Затем Катриона перешла к лаконичному описанию дел в округе Форкосиганов — прежде чем рассказать о делах домашних. Она всегда говорила сначала о главном. Если бы Катриона сразу начала с дома, он бы понял, что в семье произошло что-то серьезное. Рассказ жены напомнил о том, что свои обязанности по управлению округом Майлз совсем забросил, хотя на этой неделе, кажется, не произошло ничего, что потребовало бы срочного обращения к его — вернее отцовскому — представителю в Совете Графов. И отец, и мать были далеко от дома, исполняя вот уже который год обязанности вице-короля и королевы на Зергияре.

Ох уж эти Форкосиганы! Просто какая-то семейная традиция — забросить свои собственные дела и служить императору. Однако у всего своя цена. Майлз припомнил, не без сдержанной гордости, как окружной староста как-то раз сказал о Катрионе: «Вы принадлежите императору, а леди Форкосиган — нам».

Так и есть.

— Теперь к делам домашним, — продолжила Катриона, — показываем последние достижения.

Изображение сменилось другим, подрагивающим.
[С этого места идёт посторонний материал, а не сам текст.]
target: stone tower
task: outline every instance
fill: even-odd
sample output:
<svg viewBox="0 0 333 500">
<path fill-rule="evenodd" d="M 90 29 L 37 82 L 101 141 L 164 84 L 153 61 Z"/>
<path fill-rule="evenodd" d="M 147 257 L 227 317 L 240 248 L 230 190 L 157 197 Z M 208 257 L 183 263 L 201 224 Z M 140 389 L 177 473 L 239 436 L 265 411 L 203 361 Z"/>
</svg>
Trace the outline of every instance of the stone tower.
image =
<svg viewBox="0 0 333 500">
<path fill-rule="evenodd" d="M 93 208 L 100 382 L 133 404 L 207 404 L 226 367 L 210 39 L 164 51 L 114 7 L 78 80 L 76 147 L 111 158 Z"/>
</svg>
— Молодец, Элен, — раздался голос Катрионы, а помещение закружилось перед Майлзом. Это была библиотека Форкосиганов, он узнал сразу, несмотря на безумную скорость вращения. — Поворачивай камеру тихонько, а то у папы головокружение начнется.

— Какое еще головокружение? — спросил детский голосок за кадром.

Саша? Нет, боже, да это Лиззи! И сразу же ответ Катрионы:

— Это когда перед глазами все кружится.

— А-а… — Новое слово было воспринято с должным вниманием.

Перед ним возникла десятимесячная малышка Таури, серые глазки под копной пушистых черных кудрей; стоит, крепко вцепившись в край низенького столика. Саша, которому уже почти шесть, его сестра-близнец Элен, их трехлетняя сестренка Лиззи, — сидят втроем на заднем плане на диванчике. Саша с интересом наблюдает, Лиззи со скучающим видом покачивает ножкой, мол: «Ну и что? Я тоже так могу».

— Иди сюда, Таури, — нежным голосом позвала Катриона, — иди к мамочке.

Ах, как это прозвучало! Майлз чуть не свалился на пластину стереовизора, потянувшись к этому соблазнительному голосу.

Таури повернулась, покачиваясь, на маленьких пухленьких ножках, отпустила стол одной рукой, принялась размахивать ею, балансируя. Затем отпустила другой. Затем кривоного зашлепала к маминым протянутым рукам. И как толь ко дети умудряются учиться ходить в подгузниках? Невероятно. Но вот она пошла, упала в материнские руки, ликующе улыбнулась, и Катриона подняла ее высоко над головой — это триумф!